Don't know about you but actually I'm really pleased with this, I know I wanted to use some similes in my story, because Ted Hughes, my model, used these a great deal as comparative descriptive devices. The word Like is highlighted and knowing I was writing in the 3rd person, and past tense, I am more likely to have used this word as a comparative than a description of how the character was feeling about something, indeed had I done so the verb would have ended in "ed" to indicate this I hope. In addition throughout the cloud are a variety of adjectives and verbs, all of which are around the same size so I have not been repeating myself overly. On a word level the clouds seem to suggest that I am quite good at this writing lark, so perhaps my next step will be to review my work against the wider features of the Genre I am writing in.

As a tool for reviewing my own writing, I have enjoyed using Wordle to visually evaluate the tone and feel of my work. While writing my recent MSc Dissertation I checked each chapter in Wordle, to ensure that the key messages were included and that they focussed on particular aspects, by reviewing the Vocabulary they contained. Here on a more professional level, I have begun to use and explore the tool considering teaching points arising from my own exploration of the text type I would like my students to engage with. The final outcome of the unit will involve the students in preparing onscreen versions of the story for inclusion in their animated books, and use of onscreen "dulled texts" as models and frames. In reviewing student outcomes and encouraging self evaluation and improvement the visual nature of the text representation here could be incredibly useful as a support.

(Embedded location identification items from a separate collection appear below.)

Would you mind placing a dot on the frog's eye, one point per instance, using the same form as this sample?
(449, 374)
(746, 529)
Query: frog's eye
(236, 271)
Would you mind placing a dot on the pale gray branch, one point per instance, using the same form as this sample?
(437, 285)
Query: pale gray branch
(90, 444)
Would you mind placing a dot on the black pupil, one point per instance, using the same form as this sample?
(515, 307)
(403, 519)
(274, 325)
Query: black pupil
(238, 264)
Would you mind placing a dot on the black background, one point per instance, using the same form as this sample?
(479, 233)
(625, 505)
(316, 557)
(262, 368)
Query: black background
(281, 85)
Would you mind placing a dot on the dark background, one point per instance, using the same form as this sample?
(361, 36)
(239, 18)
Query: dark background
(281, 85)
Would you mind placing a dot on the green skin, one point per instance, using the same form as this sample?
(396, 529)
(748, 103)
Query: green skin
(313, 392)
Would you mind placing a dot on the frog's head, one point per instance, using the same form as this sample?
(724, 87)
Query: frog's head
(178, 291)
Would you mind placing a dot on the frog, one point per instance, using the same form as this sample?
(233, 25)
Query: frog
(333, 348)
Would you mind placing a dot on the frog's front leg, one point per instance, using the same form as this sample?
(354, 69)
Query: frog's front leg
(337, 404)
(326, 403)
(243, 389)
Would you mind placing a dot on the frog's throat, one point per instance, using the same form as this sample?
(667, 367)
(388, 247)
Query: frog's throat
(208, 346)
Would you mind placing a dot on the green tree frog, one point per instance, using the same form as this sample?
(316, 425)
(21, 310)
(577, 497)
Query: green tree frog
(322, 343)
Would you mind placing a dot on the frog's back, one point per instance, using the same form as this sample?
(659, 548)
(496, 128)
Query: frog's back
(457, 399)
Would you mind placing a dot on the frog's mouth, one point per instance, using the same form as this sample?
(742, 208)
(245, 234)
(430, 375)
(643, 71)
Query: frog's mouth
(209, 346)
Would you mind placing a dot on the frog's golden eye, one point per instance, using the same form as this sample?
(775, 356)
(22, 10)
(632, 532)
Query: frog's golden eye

On a slightly different note, I am also wondering about wordle as a tool for presenting the outcomes of talk for writing. During Visualisation tasks, where tasks such as "burst Writing" or the creation "word showers" might be a transient outcome on whiteboards, Wordle could provide extension opportunities for students to engage semiotically to present outcomes for display, perhaps considering how colour, font style and cloud shape effect the tone of the collections they have made.

Other Wordle Posts


Nancy Devine said...

Nice to find your blog.
I'm intrigued by using Wordle in the classroom and haven't done so yet. Actually, I'm just figuring out lots of things tech for myself and hoping to use them with students. I teach high school English in North Dakota, USA.
Can I infer from your post that you can use Wordle to generate a kind of concrete poem?

Doug said...

This is great stuff Simon. Now to get the children to follow in your analytical footsteps.